Avrupa’nın hemen yanı başındayız, en büyük ticaret partnerimiz onları. Gümrük Birliği Anlaşmasının yeşil ve dijital dönüşümü içerecek şekilde modernize olması gerekiyor. TÜSİAD olarak uzun zamandır bu konuyu takip ediyoruz, geçen yıl son Brüksel ziyaretimizde de muhataplarımızı ikna etmek için önemli girişimlerde bulunduk. Yeşil ve dijital tarafta uyum sağlayacak ve anlaşmanın kapsamını bu yönde geliştirmeye zemin oluşturacak şekilde teknik çalışmalar yürütülüyor. Yeşil ve dijital dönüşüm ile alakalı AB kapsamlı çalışmalar içinde. TÜSİAD’ın içinde bununla ilgilenen çalışma gruplarımız var.
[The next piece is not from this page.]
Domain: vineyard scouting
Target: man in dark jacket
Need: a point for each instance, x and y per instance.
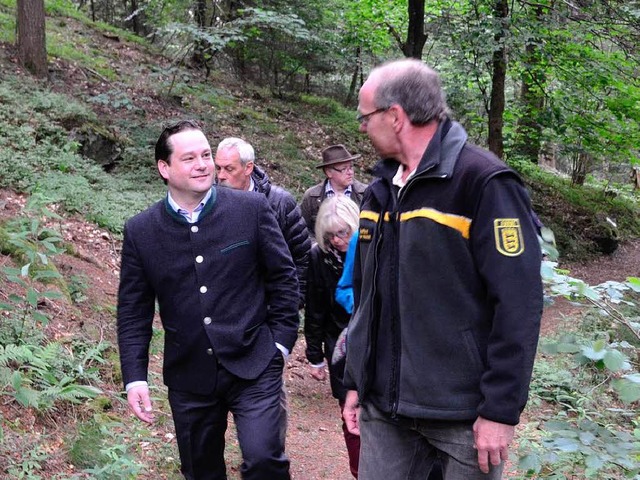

Büyük şirketlerde bu hızlı bir şekilde gündemlerini oluşturuyor. KOBİ’lerin de sürece dahil edilmesi lazım. TÜSİAD olarak bu konuda yol haritasına ihtiyaç olduğunu görüyoruz. Heyecanlı bir dönem aslında. Türkiye bu dönüşümde dünyayla eş hareket edebilir. Yeşil Dönüşümde bir şansımız var. Ayrıca bu sürece adapte olmak için Türkiye’nin karbon konusunda emisyon ticaret sistemini kurması lazım.
“İŞLETME SERMAYESİ SORUNU YATIRIM İŞTAHINI KAÇIRABİLİR”
İşletme sermayelerinde çok ciddi bir sorun var. Fiyatlar çok ciddi arttı. Türkiye’nin risk primi yükseldiği için, yurtdışından Türkiye’ye mal satanlar vadeleri kestiler. O da işletme sermayesi ihtiyacını artırıyor. Bir de kur şoku nedeniyle, fiyatlar aynı kalmış olsaydı bile TL açısından her şey iki misline çıktı. Son 4-5 seneye baktığımız zaman dolar bazında işletmelerin kullandığı krediler küçüldü. Faaliyetinizi sürdürmeye çalıştığınız bir yerde yatırım darbe yiyor. 2022’de tedarik zincirlerinde fırsatlar olmasına rağmen yatırım yapma iştahı biraz kaçabilir.”